Our 7th and Final OSI Layer is the Physical Layer. Unless you are planning to work with or design specialist hardware there isn’t much interaction required with this layer from an administrative point of view. We’ll cover some of the basics here but not in-depth.  This layer strays directly into the realms of science, more specifically physics and even more specially quantum physics.  This is most definitely the geekiest post in this series.

Most modern computers store, process and transmit data in its simplest form, binary. It makes sense to encode data in the form of binary as even the most complex information can be broken down and represented as combinations of simple 0s and 1s. This simple representation maps very conveniently across to physical properties.  The physical technologies we use today work on the premise of data being represented by one of two states, there or not there (on or off).  The electronic components inside a computer are able to create and detect physical state. To simplify this to the highest level, electrical current is either present or not present inside a component on a circuit board. If it is present, that represents a 1 and if it is not, the represents a 0.

Signalling and Media

This is much easier to visualise in networking terms. If you have two nodes connected with a copper wire, the sending node is able to transmit electrical pulses down the wire and the receiving node is able to decode this as a stream of 0’s and 1’s. Another way of thinking of this is like the ships of World War 2 that used big lights to send messages to each other in the form of morse code. This is referred to as signalling and the whole focus of layer 1 is to define the protocols for converting data to signals along with sending/receiving them.  Anything that is able to exist (and be detected) in one of two physical states can be used as a transmission device.

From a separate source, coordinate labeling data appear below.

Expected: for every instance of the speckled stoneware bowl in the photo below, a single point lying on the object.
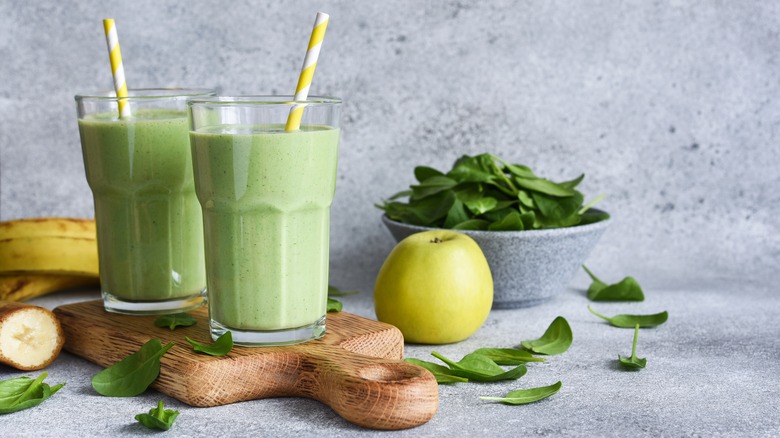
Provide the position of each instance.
(528, 267)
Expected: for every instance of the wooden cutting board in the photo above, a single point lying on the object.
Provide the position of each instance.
(356, 368)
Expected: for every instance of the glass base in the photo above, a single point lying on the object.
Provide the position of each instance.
(115, 304)
(269, 338)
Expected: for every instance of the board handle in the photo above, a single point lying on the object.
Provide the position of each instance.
(374, 392)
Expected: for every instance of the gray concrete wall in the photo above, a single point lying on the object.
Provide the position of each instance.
(670, 108)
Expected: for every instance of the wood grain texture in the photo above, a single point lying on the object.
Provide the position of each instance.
(356, 368)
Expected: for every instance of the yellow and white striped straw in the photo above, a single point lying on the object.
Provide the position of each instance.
(117, 69)
(307, 71)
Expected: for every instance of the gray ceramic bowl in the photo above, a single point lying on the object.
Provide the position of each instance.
(528, 267)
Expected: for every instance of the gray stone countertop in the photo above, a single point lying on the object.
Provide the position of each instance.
(712, 371)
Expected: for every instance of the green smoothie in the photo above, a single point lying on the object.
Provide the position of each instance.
(266, 197)
(149, 222)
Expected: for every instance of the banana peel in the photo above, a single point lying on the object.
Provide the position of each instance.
(39, 256)
(28, 286)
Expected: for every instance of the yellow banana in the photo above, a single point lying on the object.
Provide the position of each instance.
(28, 286)
(49, 254)
(48, 226)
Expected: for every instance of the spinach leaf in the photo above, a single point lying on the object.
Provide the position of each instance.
(175, 320)
(472, 224)
(573, 183)
(479, 194)
(627, 290)
(555, 340)
(158, 418)
(633, 362)
(220, 347)
(629, 321)
(133, 374)
(442, 373)
(525, 199)
(336, 292)
(334, 305)
(525, 396)
(21, 393)
(510, 222)
(516, 169)
(422, 173)
(482, 205)
(479, 368)
(456, 214)
(542, 185)
(590, 204)
(558, 209)
(471, 169)
(508, 356)
(432, 208)
(431, 186)
(593, 216)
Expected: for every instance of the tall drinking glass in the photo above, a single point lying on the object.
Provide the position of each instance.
(266, 196)
(149, 223)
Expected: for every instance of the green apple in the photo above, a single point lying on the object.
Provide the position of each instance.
(435, 286)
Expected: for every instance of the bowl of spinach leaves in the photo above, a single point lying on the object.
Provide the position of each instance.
(535, 233)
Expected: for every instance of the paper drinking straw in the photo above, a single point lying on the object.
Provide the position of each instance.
(117, 70)
(307, 71)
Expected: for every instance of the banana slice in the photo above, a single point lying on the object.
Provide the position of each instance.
(30, 336)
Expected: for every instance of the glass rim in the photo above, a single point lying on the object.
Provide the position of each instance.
(146, 94)
(258, 100)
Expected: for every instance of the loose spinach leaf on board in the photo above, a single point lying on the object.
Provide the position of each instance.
(220, 347)
(508, 356)
(133, 374)
(479, 368)
(525, 396)
(633, 362)
(627, 289)
(21, 393)
(158, 418)
(479, 193)
(336, 292)
(555, 340)
(175, 320)
(629, 321)
(442, 373)
(334, 305)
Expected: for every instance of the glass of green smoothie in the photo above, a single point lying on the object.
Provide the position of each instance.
(149, 223)
(266, 195)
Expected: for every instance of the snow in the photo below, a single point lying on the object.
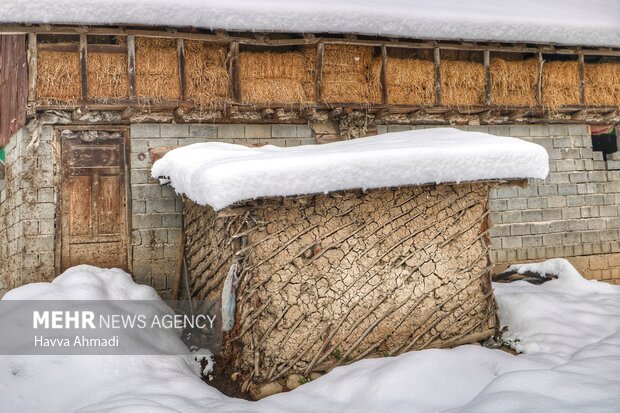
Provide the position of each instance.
(575, 22)
(220, 174)
(568, 328)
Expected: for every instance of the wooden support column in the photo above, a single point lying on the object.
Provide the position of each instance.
(233, 72)
(32, 67)
(318, 72)
(131, 65)
(181, 58)
(384, 83)
(539, 82)
(437, 60)
(487, 77)
(582, 79)
(84, 65)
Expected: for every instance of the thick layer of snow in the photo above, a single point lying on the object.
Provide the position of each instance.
(569, 329)
(220, 174)
(576, 22)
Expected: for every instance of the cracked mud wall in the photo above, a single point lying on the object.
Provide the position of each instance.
(329, 279)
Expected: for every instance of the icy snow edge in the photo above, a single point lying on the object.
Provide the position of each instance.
(221, 174)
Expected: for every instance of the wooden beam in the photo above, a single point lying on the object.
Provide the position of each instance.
(487, 77)
(181, 60)
(32, 67)
(384, 82)
(131, 66)
(437, 61)
(539, 82)
(84, 65)
(233, 72)
(318, 71)
(582, 79)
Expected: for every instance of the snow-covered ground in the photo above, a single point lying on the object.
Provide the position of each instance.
(569, 330)
(576, 22)
(220, 174)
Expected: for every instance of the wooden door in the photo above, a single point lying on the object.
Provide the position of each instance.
(93, 209)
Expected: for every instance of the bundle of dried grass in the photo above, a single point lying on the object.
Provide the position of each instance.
(560, 84)
(157, 69)
(346, 73)
(603, 84)
(462, 83)
(268, 77)
(206, 73)
(58, 75)
(107, 76)
(409, 81)
(514, 83)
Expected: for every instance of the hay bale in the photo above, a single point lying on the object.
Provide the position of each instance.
(157, 69)
(514, 83)
(409, 81)
(107, 76)
(603, 84)
(58, 75)
(277, 77)
(206, 73)
(346, 75)
(560, 84)
(462, 83)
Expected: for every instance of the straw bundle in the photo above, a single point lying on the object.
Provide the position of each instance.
(560, 84)
(58, 75)
(107, 75)
(514, 82)
(462, 83)
(603, 84)
(277, 77)
(206, 73)
(346, 72)
(409, 81)
(157, 69)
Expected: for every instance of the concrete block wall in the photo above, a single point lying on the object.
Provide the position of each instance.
(156, 210)
(574, 213)
(28, 211)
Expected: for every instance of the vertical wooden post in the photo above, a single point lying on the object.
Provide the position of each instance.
(131, 65)
(181, 58)
(582, 79)
(32, 67)
(84, 65)
(318, 71)
(487, 77)
(384, 82)
(539, 83)
(437, 60)
(233, 71)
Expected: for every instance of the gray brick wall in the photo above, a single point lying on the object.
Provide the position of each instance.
(156, 210)
(27, 211)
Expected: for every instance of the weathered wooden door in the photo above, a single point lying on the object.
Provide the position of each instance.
(94, 221)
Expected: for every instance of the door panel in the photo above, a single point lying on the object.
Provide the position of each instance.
(94, 225)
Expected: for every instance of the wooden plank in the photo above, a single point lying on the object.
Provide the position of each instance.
(318, 71)
(84, 65)
(487, 77)
(234, 72)
(582, 79)
(181, 59)
(32, 67)
(131, 66)
(384, 82)
(437, 62)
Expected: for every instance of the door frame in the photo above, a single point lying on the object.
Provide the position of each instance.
(58, 182)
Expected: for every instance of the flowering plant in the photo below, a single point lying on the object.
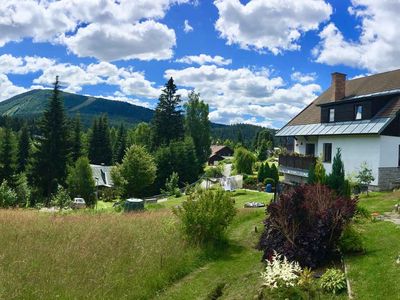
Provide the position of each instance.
(280, 272)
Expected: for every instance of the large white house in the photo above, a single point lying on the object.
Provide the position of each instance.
(359, 116)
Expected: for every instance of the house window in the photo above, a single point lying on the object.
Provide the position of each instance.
(358, 112)
(310, 149)
(327, 152)
(332, 115)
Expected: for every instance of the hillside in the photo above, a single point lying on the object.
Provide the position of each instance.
(32, 104)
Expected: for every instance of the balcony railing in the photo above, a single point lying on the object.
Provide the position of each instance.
(296, 162)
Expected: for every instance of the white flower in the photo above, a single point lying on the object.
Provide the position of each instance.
(280, 272)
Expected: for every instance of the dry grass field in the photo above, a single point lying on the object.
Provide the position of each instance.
(103, 256)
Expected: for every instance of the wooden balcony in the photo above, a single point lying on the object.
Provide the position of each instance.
(296, 162)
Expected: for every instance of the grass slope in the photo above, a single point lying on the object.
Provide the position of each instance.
(375, 274)
(32, 104)
(97, 256)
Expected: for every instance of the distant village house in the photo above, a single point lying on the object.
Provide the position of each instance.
(219, 153)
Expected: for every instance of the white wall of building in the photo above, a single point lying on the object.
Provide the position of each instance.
(377, 151)
(389, 151)
(300, 144)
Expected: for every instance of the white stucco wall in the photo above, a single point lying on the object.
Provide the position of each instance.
(355, 150)
(389, 153)
(300, 144)
(377, 151)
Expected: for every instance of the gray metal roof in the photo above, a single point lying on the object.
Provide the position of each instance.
(373, 126)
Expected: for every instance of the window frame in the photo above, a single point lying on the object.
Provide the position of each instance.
(325, 153)
(356, 112)
(331, 114)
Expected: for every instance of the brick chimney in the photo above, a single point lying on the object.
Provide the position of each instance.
(338, 86)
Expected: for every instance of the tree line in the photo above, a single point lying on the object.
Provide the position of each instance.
(53, 155)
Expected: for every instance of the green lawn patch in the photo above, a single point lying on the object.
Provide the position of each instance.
(375, 274)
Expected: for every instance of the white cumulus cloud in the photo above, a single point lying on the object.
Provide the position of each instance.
(104, 29)
(204, 59)
(186, 27)
(274, 25)
(243, 94)
(378, 46)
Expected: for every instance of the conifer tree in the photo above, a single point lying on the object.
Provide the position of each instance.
(50, 167)
(336, 180)
(168, 120)
(100, 149)
(77, 147)
(120, 145)
(197, 126)
(274, 173)
(261, 173)
(8, 157)
(267, 171)
(24, 148)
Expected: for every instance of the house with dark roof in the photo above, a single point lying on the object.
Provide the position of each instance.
(359, 116)
(218, 153)
(102, 176)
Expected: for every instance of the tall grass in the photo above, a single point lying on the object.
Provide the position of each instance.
(104, 256)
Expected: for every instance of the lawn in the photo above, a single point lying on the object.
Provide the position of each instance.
(375, 274)
(143, 256)
(92, 256)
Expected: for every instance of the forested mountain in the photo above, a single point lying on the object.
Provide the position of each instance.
(32, 104)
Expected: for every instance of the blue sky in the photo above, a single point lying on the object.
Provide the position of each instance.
(254, 61)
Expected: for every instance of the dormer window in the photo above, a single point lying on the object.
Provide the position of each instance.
(332, 115)
(358, 112)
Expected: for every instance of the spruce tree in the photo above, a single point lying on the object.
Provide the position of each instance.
(120, 144)
(261, 174)
(100, 149)
(77, 147)
(8, 157)
(267, 171)
(50, 167)
(167, 122)
(24, 148)
(197, 126)
(336, 180)
(274, 173)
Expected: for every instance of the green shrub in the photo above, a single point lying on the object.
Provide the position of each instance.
(8, 197)
(250, 180)
(333, 281)
(269, 181)
(351, 241)
(172, 186)
(362, 212)
(23, 190)
(206, 215)
(214, 172)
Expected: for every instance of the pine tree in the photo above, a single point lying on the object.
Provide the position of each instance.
(100, 149)
(274, 173)
(261, 173)
(77, 147)
(267, 171)
(80, 181)
(336, 180)
(50, 168)
(120, 145)
(197, 126)
(8, 157)
(168, 120)
(24, 148)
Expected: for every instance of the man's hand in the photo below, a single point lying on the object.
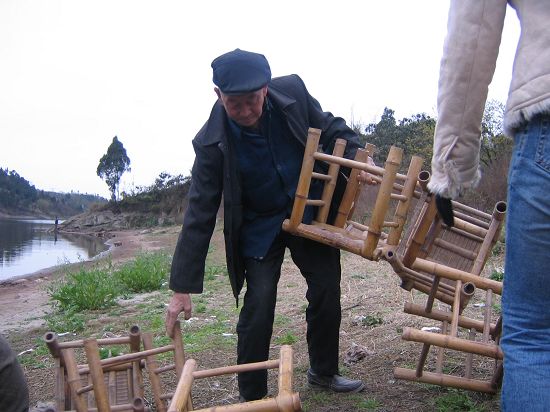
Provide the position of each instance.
(180, 302)
(365, 177)
(445, 210)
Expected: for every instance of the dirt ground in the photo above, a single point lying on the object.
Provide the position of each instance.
(370, 342)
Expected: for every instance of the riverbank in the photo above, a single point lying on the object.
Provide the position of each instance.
(24, 299)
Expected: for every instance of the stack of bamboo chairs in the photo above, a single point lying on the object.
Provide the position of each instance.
(444, 263)
(285, 401)
(395, 195)
(116, 383)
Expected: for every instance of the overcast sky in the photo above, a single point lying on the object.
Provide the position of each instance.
(73, 74)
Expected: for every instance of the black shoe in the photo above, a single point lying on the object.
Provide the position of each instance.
(334, 383)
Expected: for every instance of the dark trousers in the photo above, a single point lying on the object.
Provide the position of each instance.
(320, 266)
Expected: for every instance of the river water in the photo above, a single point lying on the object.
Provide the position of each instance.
(27, 246)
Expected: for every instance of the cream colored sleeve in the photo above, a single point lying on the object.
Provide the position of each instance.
(474, 31)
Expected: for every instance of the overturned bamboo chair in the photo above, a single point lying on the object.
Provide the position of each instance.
(368, 240)
(285, 401)
(445, 263)
(114, 383)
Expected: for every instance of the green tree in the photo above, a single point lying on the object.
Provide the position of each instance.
(112, 166)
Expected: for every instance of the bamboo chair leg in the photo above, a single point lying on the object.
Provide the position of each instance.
(469, 357)
(353, 189)
(152, 365)
(305, 179)
(96, 372)
(422, 360)
(403, 206)
(487, 315)
(456, 310)
(285, 369)
(441, 349)
(73, 379)
(330, 185)
(382, 201)
(183, 390)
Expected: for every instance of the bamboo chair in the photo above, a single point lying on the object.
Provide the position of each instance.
(285, 401)
(396, 192)
(446, 263)
(115, 383)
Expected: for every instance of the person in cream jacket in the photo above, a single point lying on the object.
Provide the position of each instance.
(467, 66)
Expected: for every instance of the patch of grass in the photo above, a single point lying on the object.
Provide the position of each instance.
(368, 404)
(85, 290)
(456, 401)
(497, 275)
(147, 272)
(200, 308)
(287, 339)
(281, 320)
(372, 320)
(38, 357)
(214, 334)
(68, 321)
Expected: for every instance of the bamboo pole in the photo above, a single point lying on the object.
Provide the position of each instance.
(455, 274)
(491, 237)
(451, 342)
(151, 364)
(441, 350)
(281, 403)
(137, 377)
(353, 188)
(183, 390)
(436, 314)
(465, 253)
(469, 356)
(244, 367)
(73, 379)
(138, 405)
(382, 200)
(285, 370)
(444, 380)
(330, 185)
(418, 236)
(96, 372)
(304, 181)
(456, 309)
(403, 206)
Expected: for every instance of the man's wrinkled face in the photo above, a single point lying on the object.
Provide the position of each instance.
(245, 109)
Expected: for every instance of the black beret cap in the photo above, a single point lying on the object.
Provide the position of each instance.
(240, 72)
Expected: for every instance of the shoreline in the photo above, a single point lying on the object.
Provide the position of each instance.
(51, 270)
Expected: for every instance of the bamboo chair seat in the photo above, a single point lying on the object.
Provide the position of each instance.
(115, 383)
(446, 264)
(285, 401)
(394, 199)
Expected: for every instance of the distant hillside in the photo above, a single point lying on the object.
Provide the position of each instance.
(19, 198)
(162, 203)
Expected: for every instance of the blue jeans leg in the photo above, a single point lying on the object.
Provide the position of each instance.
(526, 294)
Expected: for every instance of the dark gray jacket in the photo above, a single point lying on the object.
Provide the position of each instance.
(214, 172)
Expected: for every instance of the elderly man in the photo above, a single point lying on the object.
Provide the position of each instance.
(251, 150)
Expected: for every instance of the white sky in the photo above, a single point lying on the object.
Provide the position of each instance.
(73, 73)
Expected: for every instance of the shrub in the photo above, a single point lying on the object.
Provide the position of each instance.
(85, 289)
(147, 272)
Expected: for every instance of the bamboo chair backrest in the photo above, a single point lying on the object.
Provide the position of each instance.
(125, 382)
(285, 401)
(364, 240)
(465, 247)
(114, 383)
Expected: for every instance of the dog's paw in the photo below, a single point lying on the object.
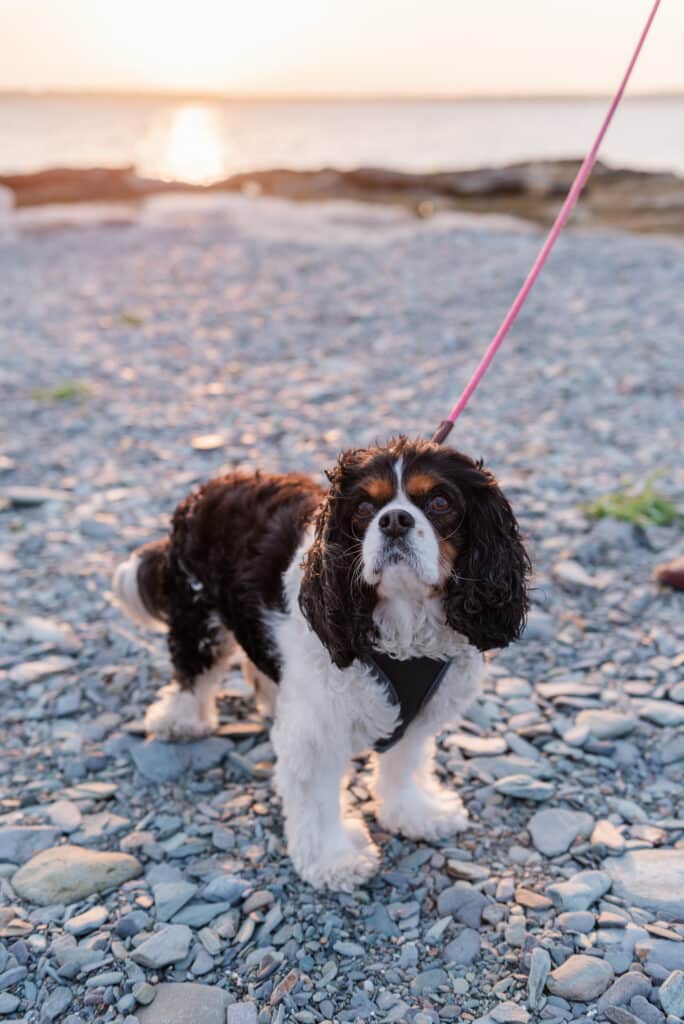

Morse Code Signalling Lamp

Our transmission media doesn’t necessarily have to be electrons flowing down an electrically conducting wire. It could just as well be photons of light travelling down a fibre optic cable. It could also photons travelling through the air as part of radio magnetic waves (i.e. Wifi). When implementing the physical network, consideration must be given to the properties of the physical media, each of them will have different speed, throughput, cost and flexibility attributes. For instance, Fibre optic technologies generally cost more than their electron shuffling equivalents, but today they represent the fastest possible method moving signals from one place to another. They do this at the speed of light (299,792,458 metres per second) and that is essentially the fastest anything can travel as it’s the cosmological speed limit of the entire universe. Electrical current still moves down wires pretty fast, in fact almost at the speed of light, but slightly less due to other physical factors that cause some interference and resistance to the movement.

From a WiFi perspective it’s strange to think that we have electromagnetic waves running through us and all around us at all times. The transmission element in the radio wave is of course also the photon, after all, light is just an electromagnetic wave oscillating at a different (and visible) frequency than radio. I particularly like the picture below which visualised the electromagnetic wave of WiFi propagating across a city.

Here's What Wi-Fi Would Look Like If We Could See It

You can find more cool WiFi visualisation here:

Here’s What Wi-Fi Would Look Like If We Could See It

Wow, time to make our way out of the land of geek.  This is as much as we’ll cover here as this is a Primer and not a physics course.